Qué rico que lo único real sea lo imposible. Ya nada es verdadero mas que lo otro. El cristal de la ventana, que no dejan entrar la noche, repite en vagas imágenes el espacio en el que temblamos. Es más cierto lo que se mueve en el jardín que el cuadro en la pared cuyos ojos nos miran y nos miran mientras eso se sigue moviendo allá afuera, en la penumbra, y tratas de retomar la lectura, y repites el párrafo anterior en busca de inercia pero ya no es nomás lo que las letras nos metieron en el estómago y que revolotea como mariposas que a fuerza de miedo deben ser negras, sino esa presencia intuida desde el fondo púrpura de tus huesos.
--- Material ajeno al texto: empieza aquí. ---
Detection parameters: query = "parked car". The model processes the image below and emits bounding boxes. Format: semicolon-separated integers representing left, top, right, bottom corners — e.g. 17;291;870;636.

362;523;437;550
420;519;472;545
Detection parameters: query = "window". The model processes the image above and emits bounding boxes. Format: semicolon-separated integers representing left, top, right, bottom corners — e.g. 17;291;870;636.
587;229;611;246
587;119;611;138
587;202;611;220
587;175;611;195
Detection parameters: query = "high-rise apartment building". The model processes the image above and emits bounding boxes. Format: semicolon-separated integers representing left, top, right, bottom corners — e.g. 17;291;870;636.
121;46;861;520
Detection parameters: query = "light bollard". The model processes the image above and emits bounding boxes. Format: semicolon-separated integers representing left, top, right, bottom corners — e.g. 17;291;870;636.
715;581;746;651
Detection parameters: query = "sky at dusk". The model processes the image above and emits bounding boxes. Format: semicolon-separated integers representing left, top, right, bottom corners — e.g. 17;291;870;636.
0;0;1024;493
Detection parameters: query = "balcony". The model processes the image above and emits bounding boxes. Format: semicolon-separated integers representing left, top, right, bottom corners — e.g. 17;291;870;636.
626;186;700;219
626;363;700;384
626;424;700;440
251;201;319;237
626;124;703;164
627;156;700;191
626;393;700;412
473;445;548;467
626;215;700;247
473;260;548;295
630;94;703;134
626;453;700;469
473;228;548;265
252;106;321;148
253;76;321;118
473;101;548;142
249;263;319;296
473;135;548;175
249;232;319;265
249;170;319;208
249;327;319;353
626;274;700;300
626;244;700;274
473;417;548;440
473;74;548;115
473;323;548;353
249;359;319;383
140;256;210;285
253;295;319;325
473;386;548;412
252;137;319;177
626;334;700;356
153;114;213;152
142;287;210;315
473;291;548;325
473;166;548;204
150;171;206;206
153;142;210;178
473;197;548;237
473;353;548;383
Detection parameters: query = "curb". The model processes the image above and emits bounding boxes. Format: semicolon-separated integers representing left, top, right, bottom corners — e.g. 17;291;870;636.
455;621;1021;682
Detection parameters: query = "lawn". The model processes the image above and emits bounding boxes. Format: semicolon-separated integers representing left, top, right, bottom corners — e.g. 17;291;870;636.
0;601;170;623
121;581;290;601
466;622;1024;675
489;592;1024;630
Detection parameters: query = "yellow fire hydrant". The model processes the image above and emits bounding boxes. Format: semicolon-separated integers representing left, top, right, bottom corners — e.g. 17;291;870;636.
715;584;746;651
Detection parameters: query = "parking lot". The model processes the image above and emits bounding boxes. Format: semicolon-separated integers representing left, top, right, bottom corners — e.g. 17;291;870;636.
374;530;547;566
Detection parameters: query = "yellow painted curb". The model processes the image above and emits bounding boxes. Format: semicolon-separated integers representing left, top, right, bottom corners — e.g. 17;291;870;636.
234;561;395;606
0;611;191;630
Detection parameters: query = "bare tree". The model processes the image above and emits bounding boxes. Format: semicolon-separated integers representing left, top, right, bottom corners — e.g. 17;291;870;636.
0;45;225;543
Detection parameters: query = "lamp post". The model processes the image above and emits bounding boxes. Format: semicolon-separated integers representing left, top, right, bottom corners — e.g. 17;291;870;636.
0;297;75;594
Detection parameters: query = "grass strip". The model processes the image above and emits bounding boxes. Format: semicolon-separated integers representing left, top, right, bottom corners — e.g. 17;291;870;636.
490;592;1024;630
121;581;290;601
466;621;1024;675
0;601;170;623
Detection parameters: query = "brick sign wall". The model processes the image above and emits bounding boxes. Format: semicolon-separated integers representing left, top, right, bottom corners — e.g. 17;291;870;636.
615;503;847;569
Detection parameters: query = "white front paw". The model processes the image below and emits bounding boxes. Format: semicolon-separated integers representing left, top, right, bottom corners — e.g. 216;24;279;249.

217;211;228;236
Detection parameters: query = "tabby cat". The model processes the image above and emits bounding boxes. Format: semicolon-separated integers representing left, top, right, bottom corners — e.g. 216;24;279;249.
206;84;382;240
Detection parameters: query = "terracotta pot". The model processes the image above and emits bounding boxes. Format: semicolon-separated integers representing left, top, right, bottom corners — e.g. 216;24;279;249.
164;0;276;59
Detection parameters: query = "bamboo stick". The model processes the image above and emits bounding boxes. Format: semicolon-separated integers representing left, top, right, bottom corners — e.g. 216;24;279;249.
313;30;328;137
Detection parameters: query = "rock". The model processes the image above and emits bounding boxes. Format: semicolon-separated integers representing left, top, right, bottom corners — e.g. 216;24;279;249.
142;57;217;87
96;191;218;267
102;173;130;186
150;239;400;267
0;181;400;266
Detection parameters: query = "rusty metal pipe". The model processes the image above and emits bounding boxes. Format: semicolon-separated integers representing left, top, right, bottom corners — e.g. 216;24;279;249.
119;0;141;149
La figuritas negras que son una ese y una ele y una a dejan de obedecer los designios de Guttemberg y se saltan de su lugar. Ya no podemos seguir, pero debemos. Ya no podemos seguir pero, de una forma oscura, queremos. Más chorros de esa cosa quemante y agridulce. Las palabras siguen su danza y no sabemos qué es lo que acabamos de leer. Más sudor en las palmas de las manos. Lees de vuelta. No entiendes. El libro está por resbalarse de tus manos que se empiezan a relajar. El reloj no está a punto de dar ninguna hora porque después de la media noche carece de números. El rabillo del ojo es lo primero que se separa de la luz….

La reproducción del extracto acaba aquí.